State vs trait nature of the symptoms Does the patient have symptoms that are present primarily during episodes of acute illness? Does the episode constitute a measurable exacerbation of preexisting symptoms? Does the current episode represent a clear change from previous levels of functioning?
Assessability Does the patient have discernible symptoms that can be assessed at each visit to determine if improvement has occurred?
Face validity Have symptoms clearly affected behavior and function in the past 4 weeks? If recurrent, are the characteristics of the current episode similar to a previous one?
Ecological validity Do the symptoms occur with the frequency, intensity, duration, course, and impact consistent with our knowledge of the occurrence of major depressive disorder in a real-world setting? Is symptomatic change likely to matter to the patient’s quality of life?
Rule of the 3 Ps Are the symptoms of the depressive episode pervasive, persistent, and pathological? (See *Table 2*)
© Massachusetts General Hospital Source: Reference 6

Table 2

The SAFER criteria: Rule of the 3 Ps

Pervasive—Do the major symptoms affect the patient across multiple arenas of life (work, relationships, school, chores, etc.)?
Persistent—Do the main symptoms occur most days, most of the day during the current episode?
Pathological—Do the symptoms of the present episode interfere with functioning?
© Massachusetts General Hospital Source: Reference 6

CASE REPORT: Worsening symptoms

Ms. Y, age 53, has been depressed for 30 years. She hardly remembers a time in her life when she felt good for more than a few days. However, 2 months ago she noted her symptoms got worse. She presents with many MDD symptoms as assessed by the Hamilton Depression Rating Scale, eg, ongoing depressive mood, feelings of guilt, major sleep disturbances, and work impairments.
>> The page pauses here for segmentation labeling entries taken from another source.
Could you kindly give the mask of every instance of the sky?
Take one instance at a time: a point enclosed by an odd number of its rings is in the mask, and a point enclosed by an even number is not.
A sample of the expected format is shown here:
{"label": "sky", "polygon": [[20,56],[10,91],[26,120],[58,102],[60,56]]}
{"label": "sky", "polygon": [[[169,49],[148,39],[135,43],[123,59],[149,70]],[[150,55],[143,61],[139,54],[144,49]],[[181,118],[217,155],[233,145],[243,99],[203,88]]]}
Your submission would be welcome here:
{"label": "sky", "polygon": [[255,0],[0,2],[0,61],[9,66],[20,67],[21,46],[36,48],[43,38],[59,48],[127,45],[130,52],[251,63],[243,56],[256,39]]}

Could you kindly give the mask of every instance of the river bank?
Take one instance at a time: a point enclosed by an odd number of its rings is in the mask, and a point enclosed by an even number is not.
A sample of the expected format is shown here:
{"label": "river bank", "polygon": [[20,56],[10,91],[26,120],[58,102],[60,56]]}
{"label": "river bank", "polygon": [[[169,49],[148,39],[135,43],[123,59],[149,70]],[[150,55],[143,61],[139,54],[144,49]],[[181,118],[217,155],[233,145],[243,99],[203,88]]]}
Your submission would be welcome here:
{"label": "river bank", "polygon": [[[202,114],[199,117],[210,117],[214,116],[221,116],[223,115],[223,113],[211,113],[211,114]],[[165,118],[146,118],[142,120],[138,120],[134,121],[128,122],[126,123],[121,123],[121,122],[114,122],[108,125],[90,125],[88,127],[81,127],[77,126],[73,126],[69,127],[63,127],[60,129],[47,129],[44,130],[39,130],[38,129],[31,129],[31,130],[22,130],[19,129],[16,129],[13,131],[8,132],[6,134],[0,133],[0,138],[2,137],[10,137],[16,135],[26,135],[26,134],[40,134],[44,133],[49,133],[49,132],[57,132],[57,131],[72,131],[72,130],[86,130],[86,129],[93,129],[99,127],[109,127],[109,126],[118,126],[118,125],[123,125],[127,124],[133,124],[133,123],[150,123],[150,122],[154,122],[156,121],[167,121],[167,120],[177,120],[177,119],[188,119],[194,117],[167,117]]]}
Using SAFER to evaluate Ms. Y, a clinician would ask: Does she have symptoms that are present primarily during an episode of acute illness? Does the episode constitute a measurable exacerbation of preexisting symptoms? This clinical vignette illustrates the importance of the first SAFER criterion, state vs trait nature of the symptoms. Ms. Y is a SAFER “pass”—meaning consistent with a major depressive episode—because exacerbation of preexisting symptoms is measurable. However, if her symptoms represented a chronic, long-standing trait, she would be a SAFER “fail” based on this criterion, and her symptoms likely would not improve during a brief pharmacologic intervention. For such patients, SAFER would have oriented the clinician toward alternative therapies such as psychotherapy or a combination of longer, more complex pharmacologic treatment and psychotherapy.